Sandy looked at the examples in Sara’s art history notebook. There were three pages with the corners turned down that Sara wanted her to see.
“You can’t tell much from my messy drawings,” Sara explained, “but look these up in your art history textbook when you get back to your dorm room and you will see what I mean. It will blow your mind, I promise. There are definitely images in these artworks that look like UFOs or something similar.”
Sandy squinted her eyes as she examined Sara’s sketches.
“In this painting, Madonna With St. Giovannino by Ghirlandaio, 15th century, there is an unknown oval object in the sky, in the background and if you look closely you can see a teeny tiny figure on the ground, shielding his eyes and looking up at it.” Sara gestured at her scribbles. “A dog is at his side.”
“In this fresco, I believe it is The Crucifixion, Yugoslavian, 1350, Kosovo, Yugoslavia, there is clearly an aircraft with a pilot, in the sky—and the aircraft is leaving an emission trail behind it.”
“Oh my gosh!”
“And look, this beautiful medieval tapestry has what clearly looks like a flying saucer in it. It is called Summer’s Triumph, 1538, created in Bruges, Belgium. These are the three I have been studying lately, but there are many, many more. I have been going over our whole art history book with a magnifying glass, just looking at backgrounds and what is unusual in them.”

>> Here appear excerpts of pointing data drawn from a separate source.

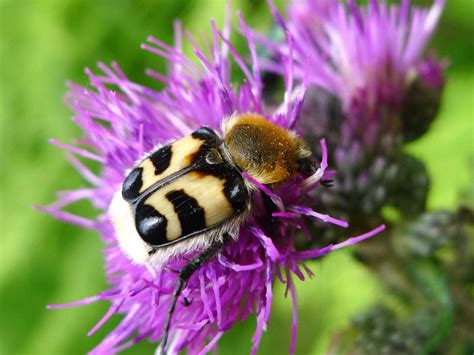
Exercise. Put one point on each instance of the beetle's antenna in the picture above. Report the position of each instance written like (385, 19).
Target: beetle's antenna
(184, 275)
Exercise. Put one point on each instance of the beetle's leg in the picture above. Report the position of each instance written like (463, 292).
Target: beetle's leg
(184, 275)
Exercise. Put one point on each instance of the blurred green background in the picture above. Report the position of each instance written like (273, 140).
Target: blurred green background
(43, 44)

“This is fascinating. Are you making a list of the others you find? I can’t wait to go look these up!” Sandy exclaimed.
“Yes, I am. I will give you a copy of my personal list, ‘UFOs in Classic Artworks.’”
Sara’s list was lengthy, but high on the list were: The Annunciation of St. Emidus, Crivelli, 1486, The Glorification of the Eucharist, Salembini, 1600, La Tebaide, 1465, by Uccello, The Baptism of Christ, De Gelder, 1710, The Miracle of the Snow, 1400, Da Panicale, The Magnificent, another French tapestry with “flying saucers” similar to the one in Summer’s Triumph. Both of these tapestries are located in the French Basilica of Notre Dame in Beaune, Burgundy. All of these artworks, have strange objects in the backgrounds, hovering in the skies. They are clearly not angels—or even moonbeams.
As the years went by, Sara’s convictions that these were actually UFOs waned. She was sure that some of these bygone people had seen strange things in the night sky that frightened them, such as meteors and eclipses, maybe even the aurora borealis. They possibly recorded some of these things in their artwork.
But that was not what was depicted in the artworks she had put on her list. The bigger mystery became, then, why had they been compelled to paint anything in the sky, unless it was a moon, star, cloud, shooting star or angel?
What had they really seen?
Why had they been compelled to place a foreign object in the expanse of the sky at all?
Were they symbols?
Was it part of a code? A message?
Somehow there was a much bigger mystery to these objects painted in the sky, Sara decided.